The wine industry embraces efficiency

Penelope Smith

The latest environmental innovation across the wine industry was a topic of discussion and comparison at the recent 2009 Winery Engineering conference held in the beautiful Barossa Valley.

Winery staff transferring a chardonnay crop for crushing.
Credit: iStockphoto

Peter Policki, Technical Engineering Manager at Orlando Wines (the parent company for Pernod Ricard Pacific, makers of Jacob’s Creek and Wyndham Estate), says ‘Wine Delivery Automation’ has enabled his company to slash water consumption in its Jacob’s Creek winery at Rowland Flat in the Barossa by nearly 30 per cent.

At each of the main transfer points in the winemaking process – from the vineyards, to trucks, to crushing, to fermentation, to centrifuge, to blending, to filtration, to oak, and then to bottling – there is the potential to lose significant volumes of wine when it is transferred through a pipe, and then pushed out with water. By introducing an automated mobile pump to deliver the wine from the source tank to 10 bottling tanks, Orlando Wines reduced unnecessary transfers, accidental wine overflows and water consumption.

‘Waterless transfers are having a significant benefit from the point of view of both wine quality and wastewater management,’ Mr Policki said.

Michael Pecar is responsible for reducing energy and water use by 10 per cent across Foster’s Group’s 10 Australian production facilities, which includes its wineries (Wolf Blass and Lindemans) and breweries. This is no small task – based on 2007 figures, Foster’s total annual energy use was 1.74 Petajoules. One Petajoule is roughly 30 million kilowatt hours.

As Project Manager of Energy and Water Efficiency at Foster’s, Mr Pecar is searching for wasted energy (or inefficiency). At the Wolf Blass winery, he plans to apply the engineering principles of heat exchange to look more closely at the simultaneous heating of wine from a cold stabilisation state, with the cooling of wine to a cold stabilisation state, which is required for minimising sediment.

Quality Assurance Manager at Vinpac International in the Barossa, Paul Grafton, presented a case study on the successful distribution of up to 200 000 litres per day of wastewater ‘across the back fence’ to the neighbouring Adelaide Brighton Cement plant.

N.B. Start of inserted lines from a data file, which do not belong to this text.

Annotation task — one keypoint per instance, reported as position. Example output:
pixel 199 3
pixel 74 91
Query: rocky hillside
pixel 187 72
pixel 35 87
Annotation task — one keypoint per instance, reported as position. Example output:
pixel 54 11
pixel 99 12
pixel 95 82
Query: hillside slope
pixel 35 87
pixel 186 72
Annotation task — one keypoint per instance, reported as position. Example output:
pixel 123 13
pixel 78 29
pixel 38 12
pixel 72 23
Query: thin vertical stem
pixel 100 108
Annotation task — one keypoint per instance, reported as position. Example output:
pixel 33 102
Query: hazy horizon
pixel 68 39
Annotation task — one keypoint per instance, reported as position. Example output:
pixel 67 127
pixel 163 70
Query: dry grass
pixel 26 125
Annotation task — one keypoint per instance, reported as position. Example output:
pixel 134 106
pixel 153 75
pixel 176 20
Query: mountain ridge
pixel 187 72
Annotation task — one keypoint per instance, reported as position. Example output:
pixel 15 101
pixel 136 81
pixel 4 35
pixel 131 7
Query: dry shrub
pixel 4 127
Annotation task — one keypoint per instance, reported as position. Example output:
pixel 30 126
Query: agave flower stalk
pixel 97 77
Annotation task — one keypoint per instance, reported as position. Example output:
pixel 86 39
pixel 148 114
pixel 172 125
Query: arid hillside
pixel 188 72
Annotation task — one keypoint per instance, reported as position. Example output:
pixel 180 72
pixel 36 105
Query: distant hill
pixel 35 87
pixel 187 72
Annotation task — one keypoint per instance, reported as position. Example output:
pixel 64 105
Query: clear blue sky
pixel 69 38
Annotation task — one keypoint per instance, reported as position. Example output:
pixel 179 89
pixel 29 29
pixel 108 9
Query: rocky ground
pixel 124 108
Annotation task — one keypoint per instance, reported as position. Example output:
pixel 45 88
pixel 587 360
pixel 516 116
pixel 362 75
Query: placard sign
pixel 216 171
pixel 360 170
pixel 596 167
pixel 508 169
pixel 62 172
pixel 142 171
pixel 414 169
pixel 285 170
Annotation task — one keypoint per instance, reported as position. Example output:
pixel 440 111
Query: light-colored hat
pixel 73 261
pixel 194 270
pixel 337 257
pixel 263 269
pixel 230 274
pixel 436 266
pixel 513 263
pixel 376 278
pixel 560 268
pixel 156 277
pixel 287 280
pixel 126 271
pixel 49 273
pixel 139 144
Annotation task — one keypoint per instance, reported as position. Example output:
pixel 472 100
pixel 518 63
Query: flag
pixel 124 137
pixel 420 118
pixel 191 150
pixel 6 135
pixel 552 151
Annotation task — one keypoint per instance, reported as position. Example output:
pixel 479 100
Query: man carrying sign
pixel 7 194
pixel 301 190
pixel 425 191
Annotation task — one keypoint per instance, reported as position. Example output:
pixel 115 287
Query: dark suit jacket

Vinpac, which handles wine packaging, production and distribution, produces 30 million litres of wastewater per year, but its neighbouring plant could not get enough water supply. Although the project was logistically challenging, it was environmentally and regionally sound.

All non-sewage wastewater would be stored, treated and delivered to the cement plant. Two 250 000-litre water storage tanks were built, together with other storage and treatment facilities, to ensure that Adelaide Brighton Cement received 200 000 litres per day delivered over a 10-hour period.

There were some early problems in efficiently storing such large volumes of water – odour formation from bacterial growth, and maintaining acceptable pH levels, in particular – but the water transfer now runs well.

There were plenty of other innovations presented at the conference, including quite a few clever ones from Europe that set high standards. But there was a tangible sense of Australians solving their own problems by responding to the local environment. As trade exhibitor Chris McDonald of fabric manufacturers C.E. Bartlett observed: ‘We take ideas, and we make them better.’ The Bartlett company is contributing to the green economy with environmentally friendly dam liners and haystack covers. The company illustrates the story of home-grown success built on innovation.

Orlando Wines’ Peter Policki also reflected that view about the Australian wine industry’s innovation and sustainability commitments. ‘Australians are very inventive people. They have a sense of striving for improvement and challenge conventional winemaking practices.’

‘The environment is so tough here, and the Australian approach is very positive,’ he said.

That optimism will stand the industry in particularly good stead for challenges such as climate change and its demand for adaptation.